Published May 03, 2008 08:50 pm -
Parks and recreation has a lot to offer communities
May 4, 2008
Tim Estes, Executive Director of the ASCPRA
What is parks and recreation? It’s children playing a baseball game.
It’s a senior citizen learning to ballroom dance. It’s a casual stroll to enjoy nature or to exercise the body.
It’s a young mother with her child in a swimming class. It’s a community center that offers the family a hub of activity. This list could be exhaustive and still not cover all that the field of parks and recreation has to offer.
Parks provide space to play and learn, space to create and imagine and space to be safe and secure. The work of parks and recreation professionals plays a key role in creating communities.
The Americus-Sumter County Parks and Recreation Department is working hard to provide many of these things to the citizens. The late spring and summer are the busiest times of year. The youth baseball league is coming to a close, the adults’ softball program is about to get started, summer employment applications are being evaluated and registration for day camp and swimming lessons are ongoing through late May.
While all of this is happening, major renovation projects are occurring as well. The Rucker Street Pool Building has been gutted, re-roofed, new drains installed, new partitions built in the dressing rooms, ceramic tile installed, and a clean new exterior and paint is being added in the coming days.
This is the first of many changes that will happen in the Boone Park area. Citizens are excited about the new community center which will be located in the former Gertrude Davenport Building on the corner of U.S. Highway 19 North and Rucker Street.
It will feature a state of the art gymnastics facility, two basketball gyms, a splash pad, indoor walking track and a professional office complex. To go along with the building renovations, Boone Park will receive a facelift as well.
The walking track will be expanded and resurfaced.

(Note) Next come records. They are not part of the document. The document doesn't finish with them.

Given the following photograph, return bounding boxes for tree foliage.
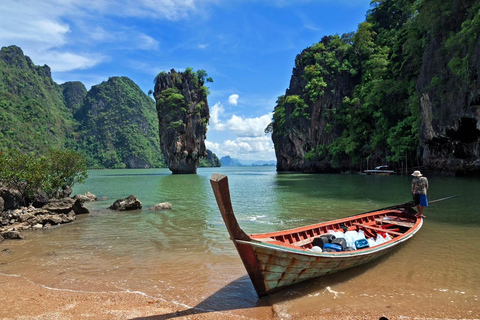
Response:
[269,0,445,169]
[0,149,88,204]
[199,149,221,167]
[75,77,165,169]
[0,46,167,169]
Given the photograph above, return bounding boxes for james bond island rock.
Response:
[154,68,211,174]
[268,1,480,176]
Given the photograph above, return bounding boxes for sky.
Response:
[0,0,371,161]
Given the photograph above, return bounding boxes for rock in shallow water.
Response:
[109,195,142,211]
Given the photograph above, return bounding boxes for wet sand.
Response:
[0,273,259,320]
[1,273,478,320]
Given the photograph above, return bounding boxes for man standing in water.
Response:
[411,170,428,218]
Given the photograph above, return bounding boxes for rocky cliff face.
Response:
[273,37,357,173]
[154,69,209,174]
[0,45,75,153]
[0,45,165,169]
[271,1,480,176]
[75,76,164,169]
[60,81,87,114]
[416,2,480,176]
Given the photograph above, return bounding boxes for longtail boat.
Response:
[210,173,423,297]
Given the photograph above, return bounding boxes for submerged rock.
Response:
[109,195,142,211]
[151,202,172,210]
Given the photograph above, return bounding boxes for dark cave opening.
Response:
[446,117,479,144]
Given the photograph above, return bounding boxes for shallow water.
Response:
[1,167,479,318]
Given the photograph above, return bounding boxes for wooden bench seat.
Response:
[375,217,415,228]
[353,223,403,236]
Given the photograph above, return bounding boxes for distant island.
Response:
[220,156,276,167]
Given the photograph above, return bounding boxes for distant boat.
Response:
[210,174,422,297]
[362,165,396,175]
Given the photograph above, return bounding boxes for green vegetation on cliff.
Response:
[75,76,164,169]
[154,68,212,174]
[0,46,76,153]
[199,149,221,167]
[269,0,480,173]
[0,46,168,169]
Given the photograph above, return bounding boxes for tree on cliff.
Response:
[153,68,212,174]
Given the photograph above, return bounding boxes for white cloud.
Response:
[210,102,226,130]
[40,51,106,72]
[228,94,239,105]
[207,100,274,160]
[206,135,274,161]
[112,0,217,20]
[226,113,272,137]
[0,0,188,75]
[0,0,105,72]
[138,34,160,50]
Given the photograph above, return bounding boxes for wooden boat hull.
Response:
[210,173,422,297]
[234,221,420,296]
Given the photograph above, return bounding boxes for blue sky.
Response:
[0,0,371,161]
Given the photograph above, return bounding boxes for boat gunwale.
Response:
[247,209,413,239]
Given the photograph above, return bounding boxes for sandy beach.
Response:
[1,272,478,320]
[0,273,258,320]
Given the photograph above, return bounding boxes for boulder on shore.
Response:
[42,198,89,215]
[109,195,142,211]
[0,197,90,240]
[0,187,24,211]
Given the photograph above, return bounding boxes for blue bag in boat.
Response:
[355,239,369,249]
[323,243,343,252]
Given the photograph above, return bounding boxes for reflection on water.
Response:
[1,167,479,318]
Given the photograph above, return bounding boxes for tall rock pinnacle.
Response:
[153,68,211,174]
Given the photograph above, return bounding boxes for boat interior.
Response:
[249,211,417,252]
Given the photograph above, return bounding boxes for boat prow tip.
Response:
[210,173,227,182]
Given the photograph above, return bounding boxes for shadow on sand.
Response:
[131,251,397,320]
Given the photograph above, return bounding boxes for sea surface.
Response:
[1,166,479,318]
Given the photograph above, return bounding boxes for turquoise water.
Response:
[1,166,479,317]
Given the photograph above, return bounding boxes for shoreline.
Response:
[1,273,478,320]
[0,273,254,320]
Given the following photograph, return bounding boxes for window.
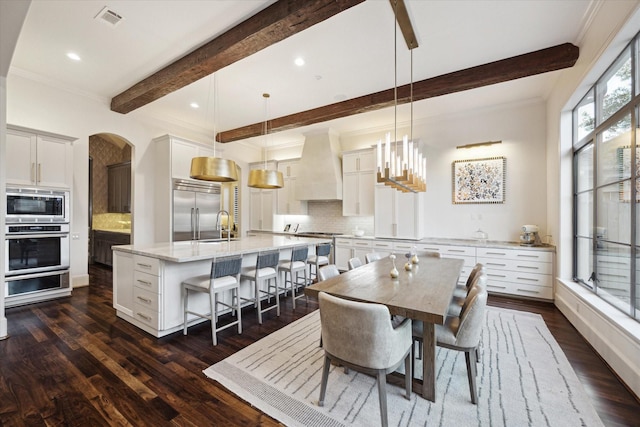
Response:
[573,38,638,321]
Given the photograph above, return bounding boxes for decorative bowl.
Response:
[352,229,365,237]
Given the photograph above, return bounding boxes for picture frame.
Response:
[452,156,506,204]
[618,146,640,202]
[284,224,291,232]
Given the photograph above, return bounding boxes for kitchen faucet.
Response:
[215,210,231,243]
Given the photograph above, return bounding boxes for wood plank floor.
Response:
[0,264,638,426]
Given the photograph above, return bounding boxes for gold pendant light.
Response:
[190,74,239,182]
[248,93,284,189]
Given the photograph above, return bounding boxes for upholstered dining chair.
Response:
[318,264,340,281]
[347,257,362,270]
[449,271,487,317]
[365,252,382,264]
[454,263,485,297]
[240,249,280,324]
[307,242,331,282]
[277,245,309,309]
[412,286,488,404]
[318,292,413,427]
[181,254,243,346]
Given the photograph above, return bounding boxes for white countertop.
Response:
[112,235,331,263]
[336,235,555,252]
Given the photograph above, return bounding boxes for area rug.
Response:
[204,307,604,427]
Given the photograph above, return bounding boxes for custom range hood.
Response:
[296,129,343,200]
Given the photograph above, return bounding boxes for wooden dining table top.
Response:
[305,256,464,325]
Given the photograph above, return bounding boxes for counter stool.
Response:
[241,249,281,324]
[277,245,309,309]
[181,254,243,346]
[307,242,331,283]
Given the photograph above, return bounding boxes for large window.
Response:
[573,40,638,321]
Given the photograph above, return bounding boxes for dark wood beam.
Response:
[218,43,579,143]
[110,0,366,114]
[391,0,418,49]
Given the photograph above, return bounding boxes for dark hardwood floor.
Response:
[0,264,638,426]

Old storage and bathroom buildings will be torn down and additional picnic shelters erected in their place.
There will be additional playground equipment added and much more to make Boone Park one of the most well-rounded facilities in the region. In Leslie, a new picnic pavilion and sign have been added to the Tinley Anderson swimming pool, adjacent to the Leslie Civic Center.
Barnum Pond has been restocked with fish and closed to public fishing for over a year. On Memorial Day weekend, this facility will re-open to senior citizens and their guests to enjoy a clean area to fish.
The Regional Park nature trail is open to the public and provides a 1.9 mile area to walk or ride BMX style bicycles. Five public swimming pools will open on June 2 to allow citizens in Americus, Leslie and Plains to cool off on hot summer days.